Show the emotion. The Martian includes plenty of technical detail without ever losing narrative momentum. How? First, there is plenty of drama in the numbers. To survive Watney needs 1,500 calories a day. Growing potatoes will provide him with 115,500 calories. That will extend his food supply 76 days, which alas is far short of the thousand or so days he needs to last.
But more importantly, Watney is an astronaut, a human with a preternatural ability to focus on solving problems as they come up, even in the face of death. Especially in the face of death. So his palpable enthusiasm for numbers is an expression of his character. And of course what we’re really seeing here is author Andy Weir’s infectious zest for problem solving. By showing us the full range of Watney’s emotions, from joy to despair, the author keeps us engaged in the story.
Many teachers are self-conscious about showing the full emotion of problem solving, because that means admitting that you don’t always know what to do, can be bored or intimidated by problems, and sometimes make mistakes. But if we want students to be able to feel comfortable with uncertainty we need to start by modeling it ourselves. If we always act like we know exactly what we are doing, then students will do the same, covering up their confusion by pretending they understand, and never correcting their own misunderstandings.

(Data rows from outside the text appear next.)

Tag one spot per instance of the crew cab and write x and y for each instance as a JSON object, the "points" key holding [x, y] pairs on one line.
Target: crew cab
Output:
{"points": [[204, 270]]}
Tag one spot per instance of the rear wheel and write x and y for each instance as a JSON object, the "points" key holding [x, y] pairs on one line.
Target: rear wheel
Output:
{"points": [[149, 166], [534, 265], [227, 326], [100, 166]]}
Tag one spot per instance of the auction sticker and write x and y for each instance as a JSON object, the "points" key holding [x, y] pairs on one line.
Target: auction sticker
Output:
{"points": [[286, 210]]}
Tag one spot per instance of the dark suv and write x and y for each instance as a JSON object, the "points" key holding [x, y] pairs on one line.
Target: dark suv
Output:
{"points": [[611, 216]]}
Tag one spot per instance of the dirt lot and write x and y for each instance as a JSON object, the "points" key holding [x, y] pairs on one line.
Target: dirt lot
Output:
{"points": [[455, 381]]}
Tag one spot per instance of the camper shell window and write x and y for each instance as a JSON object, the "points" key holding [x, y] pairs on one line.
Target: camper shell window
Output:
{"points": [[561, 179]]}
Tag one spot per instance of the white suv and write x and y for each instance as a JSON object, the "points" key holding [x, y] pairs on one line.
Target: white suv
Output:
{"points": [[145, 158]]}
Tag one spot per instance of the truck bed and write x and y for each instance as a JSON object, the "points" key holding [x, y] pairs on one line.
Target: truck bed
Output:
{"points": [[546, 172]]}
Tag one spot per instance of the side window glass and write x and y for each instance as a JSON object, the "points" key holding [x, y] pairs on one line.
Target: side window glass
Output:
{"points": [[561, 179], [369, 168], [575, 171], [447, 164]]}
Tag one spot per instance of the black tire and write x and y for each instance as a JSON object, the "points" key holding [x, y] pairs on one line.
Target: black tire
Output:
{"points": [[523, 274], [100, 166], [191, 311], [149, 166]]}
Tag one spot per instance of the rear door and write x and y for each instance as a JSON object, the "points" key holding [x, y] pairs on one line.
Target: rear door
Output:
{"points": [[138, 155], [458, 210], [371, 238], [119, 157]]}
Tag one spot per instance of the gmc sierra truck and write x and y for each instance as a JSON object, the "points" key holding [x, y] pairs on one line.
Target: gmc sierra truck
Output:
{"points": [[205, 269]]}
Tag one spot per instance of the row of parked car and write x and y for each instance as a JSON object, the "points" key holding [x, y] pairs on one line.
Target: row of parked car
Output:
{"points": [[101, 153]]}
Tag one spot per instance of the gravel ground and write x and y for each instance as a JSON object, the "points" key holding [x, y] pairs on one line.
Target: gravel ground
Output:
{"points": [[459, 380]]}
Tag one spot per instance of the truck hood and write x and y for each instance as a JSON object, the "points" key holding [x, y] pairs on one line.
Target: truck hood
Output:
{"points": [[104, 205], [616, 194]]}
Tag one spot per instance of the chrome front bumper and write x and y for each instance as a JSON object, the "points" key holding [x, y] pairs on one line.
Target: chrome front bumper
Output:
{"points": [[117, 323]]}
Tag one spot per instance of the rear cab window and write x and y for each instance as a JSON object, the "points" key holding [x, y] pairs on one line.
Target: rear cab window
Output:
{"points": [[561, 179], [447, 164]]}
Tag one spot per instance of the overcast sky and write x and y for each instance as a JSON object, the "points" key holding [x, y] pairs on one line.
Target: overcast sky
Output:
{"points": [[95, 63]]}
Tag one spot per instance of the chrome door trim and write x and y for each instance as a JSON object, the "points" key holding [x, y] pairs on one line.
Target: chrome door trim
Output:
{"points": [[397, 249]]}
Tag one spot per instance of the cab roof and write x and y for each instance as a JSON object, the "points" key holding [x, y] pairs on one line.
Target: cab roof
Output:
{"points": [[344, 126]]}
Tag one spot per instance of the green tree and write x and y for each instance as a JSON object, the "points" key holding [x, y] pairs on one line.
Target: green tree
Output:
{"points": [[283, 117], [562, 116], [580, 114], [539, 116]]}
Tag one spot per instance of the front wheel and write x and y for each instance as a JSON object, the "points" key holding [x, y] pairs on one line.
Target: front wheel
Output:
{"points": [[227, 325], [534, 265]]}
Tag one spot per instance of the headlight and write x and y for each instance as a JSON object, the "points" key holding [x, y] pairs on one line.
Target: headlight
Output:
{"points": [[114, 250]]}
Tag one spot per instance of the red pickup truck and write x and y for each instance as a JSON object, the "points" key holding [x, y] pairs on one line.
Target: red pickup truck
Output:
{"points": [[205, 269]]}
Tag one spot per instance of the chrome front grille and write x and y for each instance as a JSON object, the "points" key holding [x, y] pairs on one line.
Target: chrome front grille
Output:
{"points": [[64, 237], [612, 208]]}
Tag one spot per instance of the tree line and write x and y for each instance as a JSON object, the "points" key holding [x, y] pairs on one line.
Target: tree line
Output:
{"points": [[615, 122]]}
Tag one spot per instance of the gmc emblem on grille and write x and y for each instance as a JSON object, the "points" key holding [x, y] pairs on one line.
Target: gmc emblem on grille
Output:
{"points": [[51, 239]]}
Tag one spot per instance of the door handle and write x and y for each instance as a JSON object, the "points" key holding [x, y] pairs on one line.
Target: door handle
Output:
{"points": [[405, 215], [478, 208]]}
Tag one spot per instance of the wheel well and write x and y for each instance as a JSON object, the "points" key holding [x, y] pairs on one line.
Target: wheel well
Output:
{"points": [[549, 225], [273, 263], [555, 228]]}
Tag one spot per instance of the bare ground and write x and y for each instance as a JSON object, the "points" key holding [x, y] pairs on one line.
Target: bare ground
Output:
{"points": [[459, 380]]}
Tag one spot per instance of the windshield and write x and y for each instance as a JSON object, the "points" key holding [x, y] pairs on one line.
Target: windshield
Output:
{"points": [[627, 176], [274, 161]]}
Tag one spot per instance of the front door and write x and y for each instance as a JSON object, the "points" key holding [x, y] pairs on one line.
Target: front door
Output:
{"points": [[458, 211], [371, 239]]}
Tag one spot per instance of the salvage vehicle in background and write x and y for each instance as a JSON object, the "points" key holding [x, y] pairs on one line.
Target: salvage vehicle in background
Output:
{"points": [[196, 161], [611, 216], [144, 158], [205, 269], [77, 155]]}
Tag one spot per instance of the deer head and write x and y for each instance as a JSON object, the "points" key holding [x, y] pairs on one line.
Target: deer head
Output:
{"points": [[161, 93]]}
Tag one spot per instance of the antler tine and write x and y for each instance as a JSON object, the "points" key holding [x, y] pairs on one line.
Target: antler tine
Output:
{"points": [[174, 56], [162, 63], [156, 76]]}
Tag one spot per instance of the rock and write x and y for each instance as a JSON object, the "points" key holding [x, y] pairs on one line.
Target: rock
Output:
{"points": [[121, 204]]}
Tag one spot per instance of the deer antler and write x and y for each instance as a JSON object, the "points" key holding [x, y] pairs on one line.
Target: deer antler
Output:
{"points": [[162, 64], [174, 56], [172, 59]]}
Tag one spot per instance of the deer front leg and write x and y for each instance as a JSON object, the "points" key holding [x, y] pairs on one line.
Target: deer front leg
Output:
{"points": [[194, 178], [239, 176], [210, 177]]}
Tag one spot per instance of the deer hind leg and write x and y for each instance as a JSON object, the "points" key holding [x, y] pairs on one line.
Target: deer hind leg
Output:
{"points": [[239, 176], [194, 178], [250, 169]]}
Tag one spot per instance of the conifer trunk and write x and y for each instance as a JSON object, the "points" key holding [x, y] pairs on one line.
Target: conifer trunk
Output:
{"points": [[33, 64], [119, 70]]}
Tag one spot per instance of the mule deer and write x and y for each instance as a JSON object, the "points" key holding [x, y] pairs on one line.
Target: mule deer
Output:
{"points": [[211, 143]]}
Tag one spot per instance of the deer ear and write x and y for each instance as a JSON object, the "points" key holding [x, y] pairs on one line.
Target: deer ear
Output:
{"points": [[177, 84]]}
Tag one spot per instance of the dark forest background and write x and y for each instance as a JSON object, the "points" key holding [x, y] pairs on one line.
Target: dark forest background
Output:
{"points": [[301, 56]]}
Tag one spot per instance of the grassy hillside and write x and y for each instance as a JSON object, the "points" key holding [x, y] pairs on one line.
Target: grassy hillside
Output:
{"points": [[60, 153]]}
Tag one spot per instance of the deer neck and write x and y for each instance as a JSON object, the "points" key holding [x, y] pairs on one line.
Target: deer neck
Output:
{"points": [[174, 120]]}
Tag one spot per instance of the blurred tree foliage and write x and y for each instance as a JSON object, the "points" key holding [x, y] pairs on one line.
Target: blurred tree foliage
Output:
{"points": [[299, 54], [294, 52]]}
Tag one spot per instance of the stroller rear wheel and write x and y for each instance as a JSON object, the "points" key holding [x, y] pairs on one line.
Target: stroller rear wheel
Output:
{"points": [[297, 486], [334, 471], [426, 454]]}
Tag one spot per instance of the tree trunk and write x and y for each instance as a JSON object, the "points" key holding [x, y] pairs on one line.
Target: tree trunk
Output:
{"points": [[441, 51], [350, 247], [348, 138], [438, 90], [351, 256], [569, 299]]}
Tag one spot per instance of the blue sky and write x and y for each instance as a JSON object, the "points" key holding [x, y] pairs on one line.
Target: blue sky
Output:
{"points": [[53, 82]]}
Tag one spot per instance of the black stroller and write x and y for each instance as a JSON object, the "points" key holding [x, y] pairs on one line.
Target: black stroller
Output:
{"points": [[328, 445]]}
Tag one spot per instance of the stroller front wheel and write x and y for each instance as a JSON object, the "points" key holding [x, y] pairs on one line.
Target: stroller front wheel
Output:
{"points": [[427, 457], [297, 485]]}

A good way to make everyone feel safe with expressing emotion is to present puzzles that you have not tried yourself, and that require original thinking. That puts you and the class in the same position. Your role as teacher is to coach students to ask good questions. And you can do this confidently even if you don’t know the answers yourself.
Show the messiness. This is where The Martian really shines. Drama is about things going wrong. And in The Martian just about every type of thing that can go wrong does: from faulty weather prediction, freak accidents and mistaken assumptions (calculating the oxygen in the habitat without accounting for his own breathing), to political maneuvering (cooperating with China), logistical tradeoffs (shaving days off a production schedule), and ethical decisions (save Watney or save the other five crew members?).
And this is where schools get it all wrong. Traditional math classes prepare students to answer highly manicured, abstract problems like “find solutions to the equation x^2 – 5x + 6 = 0”. To this end, worksheets remove all messiness: no story, no context, no multiple solutions, only problems that fit a specific format. The result is students who memorize formulas without understanding what they mean, and cannot apply their learning to situations that differ even slightly from the forms they see in textbooks. By protecting students from the messiness of problem solving, we cripple them, and give them the false impression that problem solving is neat and efficient.
For students to master mathematics, they need to be experience math in the wild — full-bodied situations with real consequences and no neatly prepared roadmaps. Only by encountering meaningful problems, failing, and recovering, can students learn what it means to survive in the world mathematically. In the future I hope to see more stories like The Martian woven into mathematics education.